The third function just uses crypto_rng_bytes() under the hood, but I believe we need it anyway so users are less tempted to just copy RNG states around (high level language bindings could disable copy altogether). Now it's a fairly simple thing, that should require less that 30 lines of code. Possibly less than 20. Here are my reasons not to include it anyway:

I haven't got around to it, but for now, I think it is best to provide such an RNG externally. It could be a separate project, or even just a code snippet in a tutorial.

LoupVaillant commented 3 years ago

I've just realised that I already have a userspace RNG here. It's not tested yet, so be careful with that.

I also counted, adding it to Monocypher would cost 28 lines of code. Small enough to be tempting.

fscoto commented 3 years ago

The thing I worry about with userspace RNG functionality is that it's a horrendous trade-off to make. For one, you put everything at risk with every fork(2) unless you're prepared to do fork(2) handling. We can outline this issue in the manual, but we can't provide this functionality in Monocypher as it would require unportable (highly platform-specific) code. Then there is the problem about userspace state possibly leaking (be it by means of speculative execution or other memory-related bugs); fast key erasure is not enough in that case and thus periodic re-keying becomes a good practice to at least limit the damage a state leak may do. Then there is the debate about whether it should actually use ChaCha20 or ChaCha8 or ChaCha12 because of some arbitrary notion of speed that seemingly always chases RNGs around. Once you bring in a userspace RNG, I expect that people will wish to use it for things that aren't strictly cryptographic key generation, too, and then there may well be requests for additional functions such as uniform random number generation akin to arc4random_uniform(3).

The kernel entropy sources won't become any less painful to use; you're writing the same code except this time you seed a userspace RNG. At that point, you've already written a function that provides a sequence of random bytes. Any randomness suitable to seed a stream cipher is by definition also randomness suitable to be a cryptographic key directly. You may as well skip the function in the middle at that point. I agree that the error conditions are very nebulously described in the documentation cited, but in practice, none of these functions will fail with correct arguments after an initially successful call as far as I'm aware (albeit I only briefly checked OpenBSD and Linux).

Incidentally, does having more lines of code really amount to leeway for new features? If somewhere down the line, some changes in the elliptic curve code end up being an issue, you may need that space for security fixes. Having budget to spare therefore seems like a necessity to me, not a luxury. Your mileage may, of course, vary.

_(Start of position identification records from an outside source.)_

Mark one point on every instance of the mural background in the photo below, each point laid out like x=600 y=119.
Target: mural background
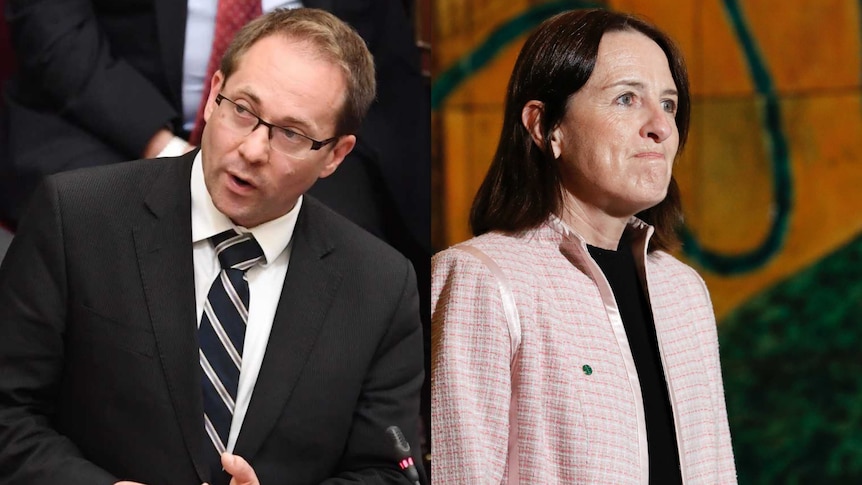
x=769 y=180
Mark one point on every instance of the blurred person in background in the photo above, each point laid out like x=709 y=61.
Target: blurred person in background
x=569 y=346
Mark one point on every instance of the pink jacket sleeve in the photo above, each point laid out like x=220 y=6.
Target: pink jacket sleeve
x=471 y=375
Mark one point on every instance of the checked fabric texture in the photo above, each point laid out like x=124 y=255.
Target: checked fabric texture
x=221 y=335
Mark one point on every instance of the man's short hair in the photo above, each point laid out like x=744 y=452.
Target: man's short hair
x=334 y=41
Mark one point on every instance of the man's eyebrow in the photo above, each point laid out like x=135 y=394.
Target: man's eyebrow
x=283 y=121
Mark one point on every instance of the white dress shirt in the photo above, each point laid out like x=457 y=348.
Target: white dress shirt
x=265 y=280
x=200 y=30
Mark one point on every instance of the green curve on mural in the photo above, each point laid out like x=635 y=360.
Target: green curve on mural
x=451 y=78
x=782 y=185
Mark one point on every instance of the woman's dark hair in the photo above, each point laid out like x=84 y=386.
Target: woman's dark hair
x=523 y=185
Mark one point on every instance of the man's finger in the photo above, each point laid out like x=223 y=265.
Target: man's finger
x=239 y=469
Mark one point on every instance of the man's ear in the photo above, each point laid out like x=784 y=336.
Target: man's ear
x=215 y=88
x=531 y=118
x=342 y=147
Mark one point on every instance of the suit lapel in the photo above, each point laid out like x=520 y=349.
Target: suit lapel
x=321 y=4
x=163 y=244
x=171 y=25
x=309 y=288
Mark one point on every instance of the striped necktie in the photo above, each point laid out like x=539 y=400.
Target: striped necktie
x=221 y=335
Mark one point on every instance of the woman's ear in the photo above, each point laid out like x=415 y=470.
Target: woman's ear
x=531 y=118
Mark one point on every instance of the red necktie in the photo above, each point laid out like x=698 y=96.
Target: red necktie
x=230 y=17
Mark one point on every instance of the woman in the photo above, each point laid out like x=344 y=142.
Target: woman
x=568 y=345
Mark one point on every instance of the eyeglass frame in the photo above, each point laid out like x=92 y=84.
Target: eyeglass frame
x=315 y=144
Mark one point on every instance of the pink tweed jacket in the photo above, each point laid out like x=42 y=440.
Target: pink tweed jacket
x=558 y=401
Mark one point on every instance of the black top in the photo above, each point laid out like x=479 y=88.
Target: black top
x=620 y=270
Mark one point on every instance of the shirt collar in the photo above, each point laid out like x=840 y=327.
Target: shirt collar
x=641 y=231
x=207 y=221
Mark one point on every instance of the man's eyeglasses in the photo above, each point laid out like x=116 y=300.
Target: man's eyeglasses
x=283 y=140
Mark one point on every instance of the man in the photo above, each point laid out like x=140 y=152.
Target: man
x=116 y=306
x=86 y=66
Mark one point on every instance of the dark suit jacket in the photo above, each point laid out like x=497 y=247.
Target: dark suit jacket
x=97 y=78
x=99 y=374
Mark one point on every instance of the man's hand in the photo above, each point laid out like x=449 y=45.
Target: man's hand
x=239 y=469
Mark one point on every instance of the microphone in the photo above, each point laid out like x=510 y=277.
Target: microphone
x=402 y=448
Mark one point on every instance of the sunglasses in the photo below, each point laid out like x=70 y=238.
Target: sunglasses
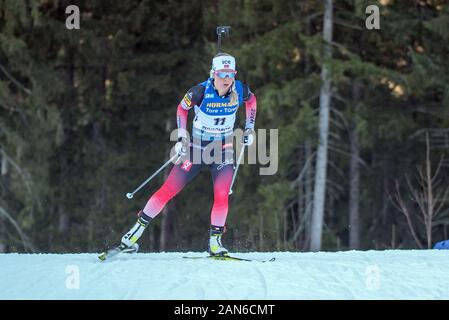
x=224 y=74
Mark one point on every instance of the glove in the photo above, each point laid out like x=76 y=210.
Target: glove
x=248 y=137
x=181 y=146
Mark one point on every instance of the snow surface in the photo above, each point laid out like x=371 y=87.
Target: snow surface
x=391 y=274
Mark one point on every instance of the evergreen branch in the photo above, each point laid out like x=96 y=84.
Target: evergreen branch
x=17 y=83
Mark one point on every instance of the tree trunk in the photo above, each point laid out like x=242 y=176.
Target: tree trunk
x=308 y=196
x=321 y=164
x=354 y=179
x=167 y=212
x=4 y=178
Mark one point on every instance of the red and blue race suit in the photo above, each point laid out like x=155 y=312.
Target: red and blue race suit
x=213 y=123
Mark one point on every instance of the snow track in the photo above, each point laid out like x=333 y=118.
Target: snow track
x=394 y=274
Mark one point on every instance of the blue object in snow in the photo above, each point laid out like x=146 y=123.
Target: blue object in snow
x=442 y=245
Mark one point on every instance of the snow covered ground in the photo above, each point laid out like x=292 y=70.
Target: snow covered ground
x=393 y=274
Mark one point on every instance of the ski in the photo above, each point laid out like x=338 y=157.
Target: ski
x=230 y=258
x=115 y=251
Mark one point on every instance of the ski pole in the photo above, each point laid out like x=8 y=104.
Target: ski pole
x=236 y=169
x=129 y=195
x=221 y=30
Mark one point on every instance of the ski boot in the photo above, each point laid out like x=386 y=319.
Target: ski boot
x=129 y=240
x=215 y=246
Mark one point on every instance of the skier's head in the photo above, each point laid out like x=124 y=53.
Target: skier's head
x=223 y=71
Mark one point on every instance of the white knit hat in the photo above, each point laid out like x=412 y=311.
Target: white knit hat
x=226 y=62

As an aside: getentropy() is included to be part of the next version of POSIX and thus will be some kind of portable in about a decade.

LoupVaillant commented 3 years ago

Ok, I think we have given it enough thought: best not add it to Monocypher: in addition to all the problems userspace RNG have, everything in such an RNG can rely strictly on Monocypher’s public API. Implementing inside Monocypher would not leverage any internal function, and would save a couple lines of code at best.

Thus, it is best that userspace RNGs stay outside. Let it be the separate project it is now. Perhaps reference it from the website, when I get around to provide code examples & tutorials.

I think we can close this now. Thanks @mikejsavage for the suggestion, and thanks @fscoto for laying out the drawbacks so clearly.